Core Seminars

This year’s seminars:

Every Humanities major must complete two core seminars - an Interpretations seminar that engages deeply with one particular work or author and a Modernities seminar that probes the question: what is modernity? 

The most recently-offered seminars are listed below. 

2022-2023

  • This seminar engages in the interpretation of a single great book, Moby-Dick by Herman Melville. Some attention is given to its historical and literary context, with readings in Emerson, Hawthorne, Webster, and Douglass, Shakespeare and Montaigne, and Melville’s other writings.

    Spring 2023
    TTh 1pm-2:15pm
  • An undergraduate seminar on the life and work of one the greatest poets of all time, and founder of modernity, Charles Baudelaire (1821-1867). Readings include œuvre de jeunesse, his collection of poems in verse, Les fleurs du mal, his collection of poems in prose, Le spleen de Paris, and others.

    Spring 2023
    M 1:30pm-3:20pm
  • The seminar looks closely at the most influential poem of the 20th century, T.S. Eliot’s “The Waste Land,” as a radical modernist experiment and as carrying on a kaleidoscopic dialogue with world literature, including the Buddha’s Fire Sermon, the Upanishads, the Holy Grail myth, and others.

    Spring 2023
    TTh 2:30-3:45pm
  • In this course we will reflect on the relation between Galileo’s anti-Aristotelian physics and Hobbes’ system by reading key text that situate Hobbes in early modern currents of thought in science, religion and politics and in contemporary debates about the origins of modernity.  

    Spring 2023
    T 3:30-5:20pm
  • Debates about the meaning of freedom from the eighteenth to the early twentieth century.
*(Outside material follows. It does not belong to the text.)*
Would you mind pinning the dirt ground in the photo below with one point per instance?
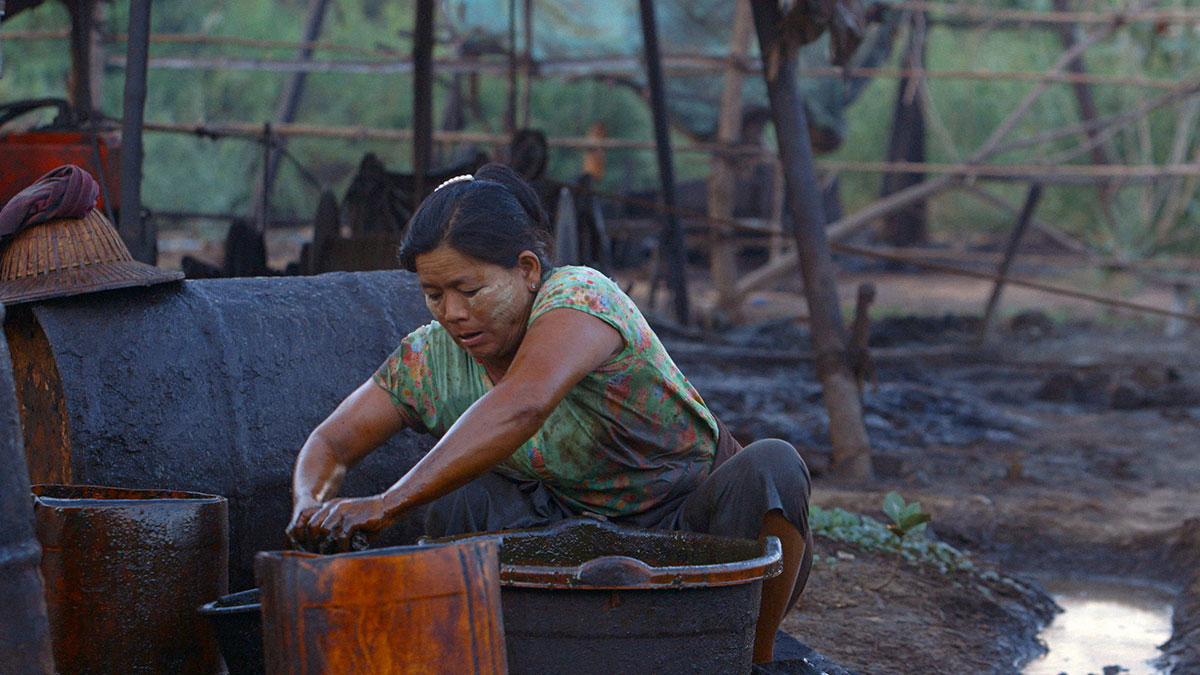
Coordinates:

Authors to be studied include Smith, Montesquieu, Constant, Tocqueville, Mill, Marx and Schmitt on questions of progress, representation, constitutionalism, democracy and individuality.

    Spring 2023
    Th 9:25am-11:15am
  • British historical narratives in the 19th century, the crucible of modern historical consciousness. How a period of industrialization and democratization grounded itself in imagined pasts— recent, distant, domestic, foreign—in historical novels and works by historians.

    Fall 2023
    Tuesdays and Thursdays 11:35am to 12:50pm
  • Culture wars are all the rage these days. But why do we say that works of art are political? What does that even mean? And, if it is true, what part do works of art play in the dynamics of social contest?  In concert with the special exhibition “Art, Protest, and the Archives” at the Beinecke, this seminar explores those questions by placing major works of literature in conversation with influential works of political and cultural theory.

    Fall 2023
    M 1:30-3:20p
  • Intensive study of the life and work of Simone Weil, one of the twentieth century’s most important thinkers. We read the iconic works that shaped Weil’s posthumous reputation as “the patron saint of all outsiders,” including the mystical aphorisms Gravity and Grace and the utopian program for a new Europe The Need for Roots

    Fall 2023
    Wednesdays 9:25am-11:15am
  • This course explores the world of William Blake’s poetry, with an emphasis on the longer prophetic poems, in conversation with his artistic output. We locate Blake in his historical moment, responding in his poetry and art to a variety of political, philosophical, and aesthetic movements in England and elsewhere. 

    Fall 2023
    Mondays 1:30pm-3:20pm
  • Transparency is the metaphor of our time. Whether in government or corporate governance, finance, technology, health, or the media–it is ubiquitous today, and there is hardly a current debate that does not call for more transparency. But what does this word actually stand for and what are the consequences for the life of individuals? 

    Fall 2023
    Wednesdays 9:25am-11:15am
  • A close reading of Jean-Jacques Rousseau’s masterpiece, Emile. Though the book poses as a guide to education, it has much grander aspirations; it offers a whole vision of the human condition. Rousseau called it his “best and worthiest work” and said he believed it would spark a revolution in the way that human beings understand themselves.